ActualitésExplications météo de Marc

Que s’est-il passé à Valence ?

Les 29 et 30 octobre, des inondations ont frappé Valence, mais également la région de Barcelone, les Baléares et l’Andalousie. Beaucoup de choses ont été dites comme la goutte froide, mais les causes sont bien plus complexes que ce qui a été rapporté dans les médias.

Dégâts des inondations à Sedavi près de Valence, 30 octobre 2024. © Union européenne, 2024, CC BY 4.0

Le phénomène est connu sous le terme épisode méditerranéen ou épisode cévenol. Ces phénomènes se produisent principalement en automne. Ils touchent le sud de la France, la côte méditerranéenne de l’Espagne, l’Italie et le Maghreb.

En été, l’anticyclone du Sahara remonte et couvre la Méditerranée. Il donne un temps sec et ensoleillé, type de temps très recherché par les touristes. Mais, il permet aussi à l’eau de mer de devenir très chaude avec des valeurs qui peuvent atteindre 30 °C. La mer Méditerranée étant une mer fermée, aucun courant froid vient tempérer cette mer. À la fin de l’été et au début de l’automne, elle est très chaude.

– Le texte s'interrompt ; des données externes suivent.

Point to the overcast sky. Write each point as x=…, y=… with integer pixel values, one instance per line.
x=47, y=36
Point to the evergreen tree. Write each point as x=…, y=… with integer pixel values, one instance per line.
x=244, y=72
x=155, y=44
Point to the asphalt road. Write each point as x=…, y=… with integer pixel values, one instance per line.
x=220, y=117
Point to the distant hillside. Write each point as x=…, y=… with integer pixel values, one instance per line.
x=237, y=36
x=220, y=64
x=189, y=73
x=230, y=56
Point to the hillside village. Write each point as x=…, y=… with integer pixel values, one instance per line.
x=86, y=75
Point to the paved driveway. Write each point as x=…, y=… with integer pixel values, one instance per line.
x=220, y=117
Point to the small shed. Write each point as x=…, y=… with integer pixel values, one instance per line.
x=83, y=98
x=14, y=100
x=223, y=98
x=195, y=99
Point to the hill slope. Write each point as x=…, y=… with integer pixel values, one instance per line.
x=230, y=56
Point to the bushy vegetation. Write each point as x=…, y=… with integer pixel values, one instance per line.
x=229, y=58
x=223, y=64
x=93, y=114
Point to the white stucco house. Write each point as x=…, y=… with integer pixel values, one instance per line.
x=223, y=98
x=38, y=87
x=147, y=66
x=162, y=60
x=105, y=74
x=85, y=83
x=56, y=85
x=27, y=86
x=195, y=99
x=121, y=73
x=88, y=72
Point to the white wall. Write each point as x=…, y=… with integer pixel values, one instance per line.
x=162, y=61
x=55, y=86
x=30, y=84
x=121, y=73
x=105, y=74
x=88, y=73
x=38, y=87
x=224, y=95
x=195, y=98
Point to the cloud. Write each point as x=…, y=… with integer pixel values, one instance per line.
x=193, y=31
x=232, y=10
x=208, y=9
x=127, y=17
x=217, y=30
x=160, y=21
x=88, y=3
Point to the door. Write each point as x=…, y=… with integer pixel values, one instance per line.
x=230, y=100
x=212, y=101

En automne, l’anticyclone du Sahara retourne vers le désert, permettant à des dépressions de se développer sur la mer. Dans une dépression, on a des ascendances qui permettent à la masse d’air de se charger en air chaud et très chargé en vapeur d’eau. Si la dépression est placée de telle manière à avoir des vents se dirigeant vers les terres, cela va amener des précipitations et des orages sur les régions côtières.

Mais un autre facteur va entrainer une intensité particulière des précipitations : le relief.

Pratiquement toute la côte méditerranéenne de l’Espagne (sauf l’estuaire de l’Elbe) est montagneuse. À l’ouest du Rhône, on a le massif central et à l’est, on a les contreforts d’Alpes. Toute la péninsule italienne est marquée par les Apennins. Le relief va provoquer des précipitations extrêmement intenses. Quand une masse d’air chargée de vapeur d’eau arrive à l’abord des massifs, l’air n’a qu’une possibilité : c’est de s’élever. En s’élevant elle arrive dans de l’air plus froid et la pression diminue. La masse d’air se dilate et en physique, on parle de dilatation adiabatique, c’est-à-dire sans échange d’énergie. Ce phénomène entraine un refroidissement de la masse d’air et comme la contenance en vapeur d’eau est limitée en fonction de la température – plus c’est froid, moins de vapeur d’eau est contenu dans l’air. En se refroidissant, il y a une partie de la vapeur d’eau qui doit passer à l’état liquide. Comme l’air en contient beaucoup au départ, les nuages contiennent beaucoup d’eau. Il en résulte sur le relief des pluies diluviennes. C’est ainsi que lors des épisodes méditerranéens, on peut avoir en 24 h des pluies qui tombent normalement en six mois, voire dans les cas extrêmes un an de précipitations. D’où les inondations catastrophiques qui se produisent lors de ces phénomènes.

Un dernier facteur récurrent au phénomène de goutte froide qui accentue dans ce cas le refroidissement dû au relief. Certains épisodes restent en mémoire comme celui de novembre 1966 conduisant à un débordement de l’Arno à Florence. Dans la cathédrale, l’eau est montée jusqu’à 5 m au-dessus du sol. Ce fut une des pires catastrophes culturelles de l’Italie. En septembre 1992, il y a eu la catastrophe de Vaison-la-Romaine. Plus récemment, début décembre 2003, il y a eu la crue du Rhône en Camargue. Les 19 et 10 novembre 2001, c’est à Babel-Oued, à Alger, que des inondations entrainèrent 781 morts et 115 disparus. À Valence, ce n’était pas une première, car la ville avait connu de grandes inondations le 14 octobre 1957.

La question que se posent nos concitoyens est de savoir si c’est possible en Belgique. La réponse est non. On peut connaitre de graves inondations comme en 2021, mais les mécanismes ne sont pas les mêmes. De plus les quantités de pluie en 24 h n’ont rien à voir à celles observées notamment à Valence où à certains endroits, il est tombé 800 mm de pluie en 24 h. Chez nous, la valeur officielle en 24 est un orage qui a donné plus de 140 mm dans la région anversoise le 13 septembre 1998 ; sur une période de 24 h non officielle, on a eu 168 mm à Brasschaat.

En résumé, pour un épisode méditerranéen, on doit avoir une mer très chaude à la fin de l’été, une dépression avec une masse d’air qui se dirige vers les terres, du relief montagneux, une goutte froide. Ces conditions ne se présentent pas chez nous.